2. What tools are available? List every tool by name, describe its inputs/outputs, and state what happens when it errors. Underspecified tools lead to agents that handle errors poorly.
3. What is the stopping condition? When does the agent stop looping? Maximum steps? User confirmation? A confidence threshold? Without a stopping condition, agents loop indefinitely on ambiguous tasks.
4. What can the agent NOT do? Negative constraints matter more than positive ones. Can the agent send emails on the user's behalf without confirmation? Can it modify records? Can it spend money (API calls with per-use fees)? Specify the guardrails explicitly.
5. What does failure look like and what does the user see? Agent failure is not binary — it may be partial success, a stuck loop, or a confident wrong answer. Design the failure UX before you design the success UX.
6. How is it observed? What do you instrument to understand whether the agent is performing well? Every tool call should be logged with timing, inputs, outputs, and success/failure.
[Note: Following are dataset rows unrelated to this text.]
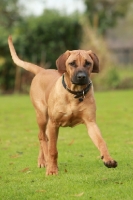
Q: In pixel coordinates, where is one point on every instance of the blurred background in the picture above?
(44, 29)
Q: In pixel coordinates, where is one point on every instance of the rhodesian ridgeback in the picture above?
(64, 97)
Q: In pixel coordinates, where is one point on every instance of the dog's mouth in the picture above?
(80, 78)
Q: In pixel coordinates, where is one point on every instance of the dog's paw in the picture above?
(111, 164)
(52, 171)
(41, 163)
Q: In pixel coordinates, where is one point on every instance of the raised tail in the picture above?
(26, 65)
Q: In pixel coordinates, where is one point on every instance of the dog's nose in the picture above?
(81, 76)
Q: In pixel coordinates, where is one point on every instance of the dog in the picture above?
(64, 97)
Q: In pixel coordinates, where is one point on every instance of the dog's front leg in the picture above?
(52, 131)
(96, 137)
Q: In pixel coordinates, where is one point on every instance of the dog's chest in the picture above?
(68, 115)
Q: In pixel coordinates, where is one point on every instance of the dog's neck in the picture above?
(78, 92)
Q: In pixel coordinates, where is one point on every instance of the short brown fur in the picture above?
(56, 107)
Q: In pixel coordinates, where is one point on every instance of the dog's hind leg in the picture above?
(96, 137)
(43, 152)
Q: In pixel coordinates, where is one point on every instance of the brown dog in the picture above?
(64, 100)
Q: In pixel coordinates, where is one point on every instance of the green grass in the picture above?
(82, 174)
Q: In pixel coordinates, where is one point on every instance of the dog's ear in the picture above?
(96, 62)
(61, 62)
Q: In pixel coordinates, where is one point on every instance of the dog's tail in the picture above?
(26, 65)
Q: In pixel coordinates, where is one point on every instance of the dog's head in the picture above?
(79, 64)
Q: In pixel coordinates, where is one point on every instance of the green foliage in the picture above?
(46, 37)
(39, 40)
(104, 14)
(82, 174)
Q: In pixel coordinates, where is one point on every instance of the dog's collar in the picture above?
(78, 94)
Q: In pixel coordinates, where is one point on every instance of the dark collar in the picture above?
(78, 94)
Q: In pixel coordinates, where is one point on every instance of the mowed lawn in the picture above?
(82, 174)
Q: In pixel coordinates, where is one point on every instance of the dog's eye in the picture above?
(87, 63)
(73, 64)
Every agent session should have a trace you can inspect.
A production agent without a full trace — goal, every tool call with inputs and outputs, every LLM call with token counts, total cost and wall time — is a black box that costs money and produces outputs you cannot explain. Require the trace in the spec.
Observability in agentic systems
A production agent without observability is a black box that costs money and produces outputs you can't explain. Observability is not optional.
The minimum viable agent trace records, per agent session:
- The initial user goal
- Every tool call (name, inputs, outputs, duration)
- Every LLM call (model, prompt tokens, completion tokens, duration)
- The final output
- Total wall time and total cost
Tools like LangSmith (LangChain), Weights & Biases Traces, and Helicone provide this out of the box. The PM's job is to require this instrumentation in the spec, not discover its absence after launch.
What to review in production:
- Task completion rate (did the agent reach the stopping condition successfully?)
- Mean and P95 step count (are agents taking more steps than expected?)
- Tool error rate (which tools fail most often?)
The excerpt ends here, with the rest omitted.